Lundi soir, le sujet le plus discuté lors du Conseil municipal était les finances. Celles d’hier et celles d’aujourd’hui. Le vote contre le compte administratif 2014 des sept conseillers d’opposition qui s’est porté sur l’augmentation des charges de personnel de 3,5 % n’a surpris personne. Le maire a expliqué cette hausse en parlant de la mise en place de la réforme des rythmes scolaires et la progression des indices de certains agents de catégories B et C.

Les dotations d’État en chute

Véronique Ferreira et Sylvie Césard-Brunet, son adjointe chargée des finances déclarent qu’une baisse de 5 % se rapportant sur les charges à caractère général et par l’effet ciseaux (baisse des recettes et augmentation des dépenses courantes) a marqué ce compte administratif. Elles rappellent que les collectivités locales rencontres quelques difficultés avec la baisse des aides de l’État. Une chute de 542.000 euros en 2015 et une diminution de 169.000 euros en 2014 ont été vues à Blanquefort, sur la dotation globale de fonctionnement ou DGF.

Une volonté de faire des économies s’observe pour le budget primitif ou BP 2015, sans sous-estimer le niveau de service public. La plupart évoquent un budget responsable et offensif, donc la section de fonctionnement est en chute et il n’y aura pas d’emprunts pour cette année.

Cependant, il faut que le niveau d’investissements reste élevé, et prioriser la solidarité. La subvention au Conseil communal d’action sociale ou CCAS reste la même, mais une chute 5 % se relate sur 31 associations.
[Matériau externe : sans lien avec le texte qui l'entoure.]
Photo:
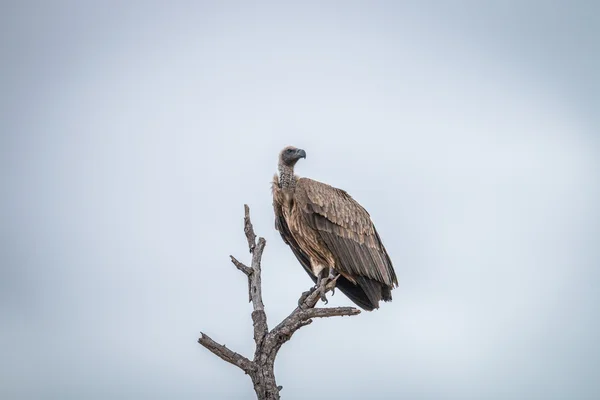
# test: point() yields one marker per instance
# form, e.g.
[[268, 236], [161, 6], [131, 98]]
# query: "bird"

Les travaux à la Vacherie avec 1,4 million d’euros cette année, la poursuite de l’aménagement du centre-ville, le lancement du programme de réhabilitation de l’école du bourg et l’entretien du patrimoine sont concernés principalement par ce programme d’investissement.

Une bombe à retardement dit Jean-Louis Albentosa

Même en acceptant quelques dépenses concernant l’extension du cimetière communal, la réfection du mur du parc de Majolan et le réaménagement des espaces publics du centre, l’opposition a tout de même voté contre le budget.

Jacques Padie (Front de gauche) estime qu’il défend les équilibres essentiels, surtout l’action destinée aux plus fragiles, et a validé le BP avec son groupe.

Cependant, Jean-Louis Albentosa déclare que ce budget est une bombe à retardement, en parlant d’une situation inédite et exprime son inquiétude quant aux années à venir. Il est contre l’augmentation de la part communale des impôts locaux. Il a affirmé qu’il trouve cela insupportable, et qu’il connaît des familles qui comptent leurs euros, en évoquant principalement la situation des travailleurs pauvres.

La justification d’un choix assumé

En effet, la majeure partie a choisi la pression fiscale, une chose non faite depuis 1996. On peut remarquer une hausse de plus de 6 % en se référant à la taxe d’habitation qui passe à 17,73 %, le foncier bâti à 23,38 % et le foncier non bâti à 49, 76 %.

Pour justifier le choix assumé, Véronique Ferreira s’appuie sur la solidarité municipale. Elle a expliqué que sur la commune, 150 foyers sont exonérés de taxe d’habitation, et souligne que les familles les plus modestes ne disposent que du plus bas niveau de tarification municipale.